[dm-devel] [PATCH v2] block, dm: don't copy bios for request clones

Sun Apr 26 13:35:09 UTC 2015

On Sat, Apr 25 2015 at  2:13pm -0400,
Hannes Reinecke <hare at suse.de> wrote:

> On 04/25/2015 12:23 PM, Christoph Hellwig wrote:
> > Currently dm-multipath has to clone the bios for every request sent
> > to the lower devices, which wastes cpu cycles and ties down memory.
> > 
> > This patch instead adds a new REQ_CLONE flag that instructs req_bio_endio
> > to not complete bios attached to a request, which we set on clone
> > requests similar to bios in a flush sequence.  With this change I/O
> > errors on a path failure only get propagated to dm-multipath, which
> > can then either resubmit the I/O or complete the bios on the original
> > request.
> > 
> Hehe.
> 
> I seem to remember having sent a similar patch about a year ago;
> which then got shot down due to the missing partial completion
> handling.

But your approch was entirely different and _not_ acceptable considering
it completely eliminated request cloning.  In the context of blk-mq we
need the request to be allocated directly from the blk-mq device --
"cloning" allows enough indirection to make that workable (as has
already landed upstream).

And based on discussion that hch, Jens and I had at LSF eliminating the
cloning of a request's bios was very much a near term goal.  I even
forecast as much in this commit 022333427 ("dm: optimize dm_mq_queue_rq
to _not_ use kthread if using pure blk-mq"):
 "In the future the bioset allocations will hopefully go away (by
  removing support for partial completions of bios in a cloned request)."

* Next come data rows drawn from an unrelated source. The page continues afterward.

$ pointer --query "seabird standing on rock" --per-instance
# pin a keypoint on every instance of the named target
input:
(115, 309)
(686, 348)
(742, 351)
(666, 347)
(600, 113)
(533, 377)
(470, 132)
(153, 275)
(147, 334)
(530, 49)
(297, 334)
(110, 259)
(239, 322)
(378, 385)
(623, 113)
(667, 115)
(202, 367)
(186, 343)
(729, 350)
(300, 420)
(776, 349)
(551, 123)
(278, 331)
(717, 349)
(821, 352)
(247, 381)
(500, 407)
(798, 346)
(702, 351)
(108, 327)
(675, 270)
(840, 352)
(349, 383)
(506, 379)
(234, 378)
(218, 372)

> > I've done some basic testing of this on a Linux target with ALUA support,
> > and it survives path failures during I/O nicely.
> > 
> So did I ...
> 
> Anyway; we've discussed this at LSF in Boston, haven't we?
> AFAICR we've found that having to resubmit the entire command
> in the case of partial completion is okay with the storage
> vendors, so this patch is a viable way of handling things.
> 
> _But_ I really would like to have a consensus here that this
> _is_ the correct way of handling partial request; because
> if that is the case then we should adopt this strategy
> throughout the SCSI layer (ie in scsi_io_completion())
> and document the fact.
> 
> I really don't like to have two different completion paths;
> we should decide on one way and then use it throughout
> the stack.

Can you elaborate on why DM should be constrained by what SCSI does?
For DM partial completion was more about trapping failures more quickly
(not concerns about command resubmission, etc).
AFAICT there is no reason to impose that both eliminate partial
completion at the same time.  What am I missing?

But if you have consensus from storage vendors that eliminating partial
completion is OK then why not just make it happen?  If you do so for 4.2
then it'll look like we coordinated between DM and SCSI ;)

Mike